The Supreme Court convicted 25 people for a scheme that used public funds to pay parties for political support.
The politicians have reportedly received hundreds of phone calls following the hacker's tweet with the webpage link for the lists. Dirceu's lawyers plan to take legal action, said newspaper O Estado de S Paulo.
Dirceu was former President Lula da Silva's chief of staff between 2003 and 2005 and has been sentenced to more than 10 years in jail.
Genoino, a former head of president Lula's Workers Party (PT), was sentenced to nearly seven years in jail, but was allowed to begin his new mandate as a member of Congress. He plans to appeal against the sentence.
The hacker criticised other legislators for applauding Genoino's inauguration last week and called for protests.
Delubio Soares was PT's treasurer and has been given a jail sentence of eight years and 11 months.
Brazil has experienced one of the most embarrassing moments in its history, the hacker wrote.
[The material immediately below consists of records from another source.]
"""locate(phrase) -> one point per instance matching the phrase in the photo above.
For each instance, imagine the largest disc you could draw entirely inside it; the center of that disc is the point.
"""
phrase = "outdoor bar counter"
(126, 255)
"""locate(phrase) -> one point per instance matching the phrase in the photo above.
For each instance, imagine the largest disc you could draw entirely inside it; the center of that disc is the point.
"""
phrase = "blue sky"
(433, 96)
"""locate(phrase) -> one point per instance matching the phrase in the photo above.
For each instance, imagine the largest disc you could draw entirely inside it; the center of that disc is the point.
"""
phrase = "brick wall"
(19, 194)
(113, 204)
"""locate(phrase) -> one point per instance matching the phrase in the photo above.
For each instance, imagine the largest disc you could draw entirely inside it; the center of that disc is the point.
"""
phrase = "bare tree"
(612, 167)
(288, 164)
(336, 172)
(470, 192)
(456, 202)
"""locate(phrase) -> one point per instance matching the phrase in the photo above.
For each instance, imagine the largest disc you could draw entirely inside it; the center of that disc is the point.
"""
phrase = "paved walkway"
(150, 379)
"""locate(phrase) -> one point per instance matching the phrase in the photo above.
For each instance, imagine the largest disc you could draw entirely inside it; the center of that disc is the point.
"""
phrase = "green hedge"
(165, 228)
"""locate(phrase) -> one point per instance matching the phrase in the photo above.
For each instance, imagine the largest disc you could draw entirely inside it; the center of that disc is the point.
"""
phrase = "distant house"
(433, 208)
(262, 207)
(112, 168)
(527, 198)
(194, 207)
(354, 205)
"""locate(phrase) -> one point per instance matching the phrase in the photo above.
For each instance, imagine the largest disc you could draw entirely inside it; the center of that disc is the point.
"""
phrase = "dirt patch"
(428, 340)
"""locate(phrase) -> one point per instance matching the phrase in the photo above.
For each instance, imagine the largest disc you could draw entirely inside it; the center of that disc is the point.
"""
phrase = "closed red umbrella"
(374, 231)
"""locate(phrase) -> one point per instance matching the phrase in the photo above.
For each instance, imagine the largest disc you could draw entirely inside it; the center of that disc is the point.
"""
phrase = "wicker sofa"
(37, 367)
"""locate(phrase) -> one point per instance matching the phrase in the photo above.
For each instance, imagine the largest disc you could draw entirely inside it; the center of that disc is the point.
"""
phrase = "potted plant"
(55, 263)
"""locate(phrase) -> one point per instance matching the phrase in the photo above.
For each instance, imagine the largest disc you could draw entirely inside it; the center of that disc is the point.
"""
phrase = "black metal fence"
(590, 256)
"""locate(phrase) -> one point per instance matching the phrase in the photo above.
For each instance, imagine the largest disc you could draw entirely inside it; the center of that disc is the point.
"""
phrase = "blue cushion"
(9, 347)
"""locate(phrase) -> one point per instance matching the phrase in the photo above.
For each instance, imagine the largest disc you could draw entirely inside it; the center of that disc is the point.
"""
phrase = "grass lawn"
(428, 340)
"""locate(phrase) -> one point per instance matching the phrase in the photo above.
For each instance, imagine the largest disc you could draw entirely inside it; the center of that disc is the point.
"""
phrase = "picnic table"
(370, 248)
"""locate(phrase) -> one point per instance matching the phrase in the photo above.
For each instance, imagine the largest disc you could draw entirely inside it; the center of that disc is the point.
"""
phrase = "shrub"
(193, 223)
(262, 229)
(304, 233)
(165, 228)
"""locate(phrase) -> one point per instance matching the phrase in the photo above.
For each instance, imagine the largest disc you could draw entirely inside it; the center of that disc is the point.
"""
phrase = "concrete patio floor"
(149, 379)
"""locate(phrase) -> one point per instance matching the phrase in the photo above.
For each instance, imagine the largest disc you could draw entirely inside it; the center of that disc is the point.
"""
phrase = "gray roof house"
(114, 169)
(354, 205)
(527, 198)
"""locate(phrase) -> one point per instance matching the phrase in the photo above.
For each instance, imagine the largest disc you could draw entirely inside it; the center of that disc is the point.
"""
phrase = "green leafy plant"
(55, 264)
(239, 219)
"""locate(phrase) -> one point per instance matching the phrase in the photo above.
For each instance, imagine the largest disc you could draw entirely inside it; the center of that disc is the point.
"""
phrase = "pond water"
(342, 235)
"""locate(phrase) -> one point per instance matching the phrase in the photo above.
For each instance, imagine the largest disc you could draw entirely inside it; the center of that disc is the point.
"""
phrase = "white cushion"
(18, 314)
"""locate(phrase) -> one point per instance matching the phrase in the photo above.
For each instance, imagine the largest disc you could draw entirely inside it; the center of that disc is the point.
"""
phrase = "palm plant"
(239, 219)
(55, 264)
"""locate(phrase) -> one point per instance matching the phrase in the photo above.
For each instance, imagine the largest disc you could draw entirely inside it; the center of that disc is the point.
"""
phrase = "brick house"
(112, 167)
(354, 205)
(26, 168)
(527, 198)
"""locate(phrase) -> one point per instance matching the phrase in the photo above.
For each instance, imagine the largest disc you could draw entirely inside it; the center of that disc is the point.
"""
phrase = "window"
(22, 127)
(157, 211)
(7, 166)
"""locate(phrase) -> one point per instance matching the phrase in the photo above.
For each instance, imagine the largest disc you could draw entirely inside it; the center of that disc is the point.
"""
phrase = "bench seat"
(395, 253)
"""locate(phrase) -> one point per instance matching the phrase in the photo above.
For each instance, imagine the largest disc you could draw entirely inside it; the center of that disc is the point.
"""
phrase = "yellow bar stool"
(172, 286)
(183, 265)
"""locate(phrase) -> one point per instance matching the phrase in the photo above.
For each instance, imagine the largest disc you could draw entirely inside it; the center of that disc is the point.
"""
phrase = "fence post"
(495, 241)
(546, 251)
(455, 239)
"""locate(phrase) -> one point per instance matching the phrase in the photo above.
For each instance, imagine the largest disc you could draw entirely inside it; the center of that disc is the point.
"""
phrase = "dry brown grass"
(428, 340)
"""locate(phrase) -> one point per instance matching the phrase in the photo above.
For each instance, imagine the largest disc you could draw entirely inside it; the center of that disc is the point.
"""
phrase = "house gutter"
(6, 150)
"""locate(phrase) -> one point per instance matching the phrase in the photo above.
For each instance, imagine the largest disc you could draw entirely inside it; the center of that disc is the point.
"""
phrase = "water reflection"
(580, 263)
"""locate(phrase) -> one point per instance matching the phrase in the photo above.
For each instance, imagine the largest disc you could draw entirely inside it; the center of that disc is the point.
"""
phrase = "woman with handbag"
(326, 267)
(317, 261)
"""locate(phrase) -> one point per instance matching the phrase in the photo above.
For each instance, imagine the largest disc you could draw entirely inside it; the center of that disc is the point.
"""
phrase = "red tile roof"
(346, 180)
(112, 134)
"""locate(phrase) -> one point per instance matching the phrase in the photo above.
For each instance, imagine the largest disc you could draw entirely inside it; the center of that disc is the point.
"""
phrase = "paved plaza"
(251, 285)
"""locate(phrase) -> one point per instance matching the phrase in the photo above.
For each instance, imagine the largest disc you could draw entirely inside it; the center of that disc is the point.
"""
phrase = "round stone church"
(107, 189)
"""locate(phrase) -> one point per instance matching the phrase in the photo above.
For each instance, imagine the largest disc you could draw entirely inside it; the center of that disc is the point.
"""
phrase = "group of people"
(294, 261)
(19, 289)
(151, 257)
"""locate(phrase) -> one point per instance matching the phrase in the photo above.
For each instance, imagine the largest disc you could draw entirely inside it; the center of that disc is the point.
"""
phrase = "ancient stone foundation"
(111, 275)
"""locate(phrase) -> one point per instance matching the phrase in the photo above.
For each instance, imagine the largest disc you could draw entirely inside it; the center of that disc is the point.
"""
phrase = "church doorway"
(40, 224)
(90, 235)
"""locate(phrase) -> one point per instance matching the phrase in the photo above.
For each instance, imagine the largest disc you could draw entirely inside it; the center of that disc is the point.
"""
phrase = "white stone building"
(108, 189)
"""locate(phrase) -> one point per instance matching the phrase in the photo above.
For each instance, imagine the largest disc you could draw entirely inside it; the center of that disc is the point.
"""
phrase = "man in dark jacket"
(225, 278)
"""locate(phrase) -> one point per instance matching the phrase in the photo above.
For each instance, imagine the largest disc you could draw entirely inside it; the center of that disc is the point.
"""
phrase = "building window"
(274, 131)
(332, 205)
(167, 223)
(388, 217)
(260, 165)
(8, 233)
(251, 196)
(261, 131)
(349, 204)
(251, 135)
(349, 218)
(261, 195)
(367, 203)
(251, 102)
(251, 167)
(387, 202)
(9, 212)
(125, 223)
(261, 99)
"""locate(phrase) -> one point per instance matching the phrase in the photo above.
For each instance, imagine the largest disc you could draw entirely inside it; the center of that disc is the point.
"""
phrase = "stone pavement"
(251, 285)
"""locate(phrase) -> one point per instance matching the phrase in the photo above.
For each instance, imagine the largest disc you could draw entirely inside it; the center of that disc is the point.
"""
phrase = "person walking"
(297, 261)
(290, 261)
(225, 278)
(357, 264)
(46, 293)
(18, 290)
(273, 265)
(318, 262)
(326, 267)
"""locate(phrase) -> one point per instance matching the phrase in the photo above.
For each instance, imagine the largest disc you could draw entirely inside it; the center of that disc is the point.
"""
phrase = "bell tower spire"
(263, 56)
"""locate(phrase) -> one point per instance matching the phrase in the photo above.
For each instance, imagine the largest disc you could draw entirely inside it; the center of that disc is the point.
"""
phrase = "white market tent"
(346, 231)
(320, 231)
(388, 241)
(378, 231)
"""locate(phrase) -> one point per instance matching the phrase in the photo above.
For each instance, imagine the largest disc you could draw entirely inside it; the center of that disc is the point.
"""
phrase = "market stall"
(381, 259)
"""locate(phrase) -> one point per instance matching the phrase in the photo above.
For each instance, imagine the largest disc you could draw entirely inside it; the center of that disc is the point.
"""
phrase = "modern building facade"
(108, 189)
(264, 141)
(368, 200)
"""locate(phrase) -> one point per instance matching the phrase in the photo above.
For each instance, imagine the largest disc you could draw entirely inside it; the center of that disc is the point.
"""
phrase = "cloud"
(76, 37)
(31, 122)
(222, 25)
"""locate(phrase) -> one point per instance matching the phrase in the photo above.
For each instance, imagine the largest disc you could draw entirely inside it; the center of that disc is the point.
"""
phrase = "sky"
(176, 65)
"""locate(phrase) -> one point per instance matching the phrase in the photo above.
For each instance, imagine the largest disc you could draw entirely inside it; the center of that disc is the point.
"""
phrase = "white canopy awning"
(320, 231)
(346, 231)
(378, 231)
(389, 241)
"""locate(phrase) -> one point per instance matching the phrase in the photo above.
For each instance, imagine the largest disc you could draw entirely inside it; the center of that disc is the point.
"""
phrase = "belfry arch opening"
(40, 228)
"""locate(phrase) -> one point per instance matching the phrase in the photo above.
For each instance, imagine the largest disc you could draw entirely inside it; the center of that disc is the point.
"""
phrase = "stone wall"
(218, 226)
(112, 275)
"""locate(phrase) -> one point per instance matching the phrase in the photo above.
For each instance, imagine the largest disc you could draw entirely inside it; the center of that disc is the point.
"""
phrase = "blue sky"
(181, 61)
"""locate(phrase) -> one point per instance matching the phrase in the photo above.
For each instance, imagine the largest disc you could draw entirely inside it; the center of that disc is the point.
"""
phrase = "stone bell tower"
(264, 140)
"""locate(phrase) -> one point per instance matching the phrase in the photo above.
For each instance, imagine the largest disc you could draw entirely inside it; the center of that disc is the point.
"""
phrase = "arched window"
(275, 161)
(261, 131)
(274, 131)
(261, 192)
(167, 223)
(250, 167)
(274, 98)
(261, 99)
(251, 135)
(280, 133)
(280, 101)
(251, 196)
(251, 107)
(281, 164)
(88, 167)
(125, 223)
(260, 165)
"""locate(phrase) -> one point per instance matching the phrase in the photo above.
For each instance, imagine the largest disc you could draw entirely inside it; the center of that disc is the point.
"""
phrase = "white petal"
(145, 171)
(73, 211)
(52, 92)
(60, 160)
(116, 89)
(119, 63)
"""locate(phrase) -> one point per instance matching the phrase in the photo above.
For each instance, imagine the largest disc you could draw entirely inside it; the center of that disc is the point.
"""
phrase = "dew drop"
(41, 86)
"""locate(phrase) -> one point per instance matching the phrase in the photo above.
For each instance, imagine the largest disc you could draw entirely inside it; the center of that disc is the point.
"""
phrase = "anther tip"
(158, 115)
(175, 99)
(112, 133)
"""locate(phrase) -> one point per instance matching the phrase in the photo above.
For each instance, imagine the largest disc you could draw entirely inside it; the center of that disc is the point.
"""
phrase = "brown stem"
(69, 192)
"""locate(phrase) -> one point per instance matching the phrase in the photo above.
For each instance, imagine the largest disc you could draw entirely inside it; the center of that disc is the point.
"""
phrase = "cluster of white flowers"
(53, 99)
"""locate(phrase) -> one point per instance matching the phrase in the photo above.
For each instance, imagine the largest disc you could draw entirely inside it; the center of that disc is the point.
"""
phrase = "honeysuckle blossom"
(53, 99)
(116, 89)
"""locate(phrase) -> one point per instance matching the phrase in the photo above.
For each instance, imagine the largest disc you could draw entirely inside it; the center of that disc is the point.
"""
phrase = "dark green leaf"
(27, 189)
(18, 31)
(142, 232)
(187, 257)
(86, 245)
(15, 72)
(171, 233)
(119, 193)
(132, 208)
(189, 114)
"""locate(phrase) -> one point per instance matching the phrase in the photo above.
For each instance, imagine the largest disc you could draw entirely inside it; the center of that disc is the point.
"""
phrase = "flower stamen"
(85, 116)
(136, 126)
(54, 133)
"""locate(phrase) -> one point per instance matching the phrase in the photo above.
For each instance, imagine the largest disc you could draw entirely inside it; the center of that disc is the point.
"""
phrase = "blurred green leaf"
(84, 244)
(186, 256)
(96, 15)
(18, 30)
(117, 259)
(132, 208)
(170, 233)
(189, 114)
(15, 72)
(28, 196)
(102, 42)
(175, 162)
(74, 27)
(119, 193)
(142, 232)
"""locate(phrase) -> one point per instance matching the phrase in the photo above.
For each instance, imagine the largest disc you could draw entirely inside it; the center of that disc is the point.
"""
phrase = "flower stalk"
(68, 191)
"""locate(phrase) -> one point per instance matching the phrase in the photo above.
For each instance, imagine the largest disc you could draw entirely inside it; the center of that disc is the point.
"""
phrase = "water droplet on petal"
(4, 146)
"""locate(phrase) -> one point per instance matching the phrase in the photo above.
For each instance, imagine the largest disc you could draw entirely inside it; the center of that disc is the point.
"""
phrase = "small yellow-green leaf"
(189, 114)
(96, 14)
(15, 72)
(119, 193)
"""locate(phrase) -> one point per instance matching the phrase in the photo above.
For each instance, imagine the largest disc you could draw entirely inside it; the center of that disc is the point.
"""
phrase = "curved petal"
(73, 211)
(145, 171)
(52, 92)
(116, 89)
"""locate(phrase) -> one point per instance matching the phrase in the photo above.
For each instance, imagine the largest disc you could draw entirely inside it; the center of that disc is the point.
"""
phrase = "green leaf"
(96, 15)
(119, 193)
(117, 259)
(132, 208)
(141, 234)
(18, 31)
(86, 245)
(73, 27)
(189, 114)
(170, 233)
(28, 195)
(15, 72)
It's time for some action, don't you think, citizens?
The Brazilian hacker also divulged personal data of businessman Carlos Augusto Ramos, better known as Carlinhos Cachoeira, sentenced in a separate case to 39 years in jail but released before the New Year after having served only five days.
On Twitter, nbdu1nder promised to reveal more data about convicted politicians.
The Mensalao scandal, which erupted in 2005, for a time threatened to engulf the Lula da Silva administration but he was comfortably re-elected as president the following year.
Lula da Silva himself was not implicated in the case and has denied any knowledge of the scheme. He left office at the end of 2010 with huge approval ratings, and remains a popular figure in Brazilian political life.
The trial, which became known as the Mensalao or the Big Monthly allowance, was seen as a key test of Brazil's ability to hold its politicians to account for corruption. The big monthly payments were to ensure congressional majorities and pass government legislation.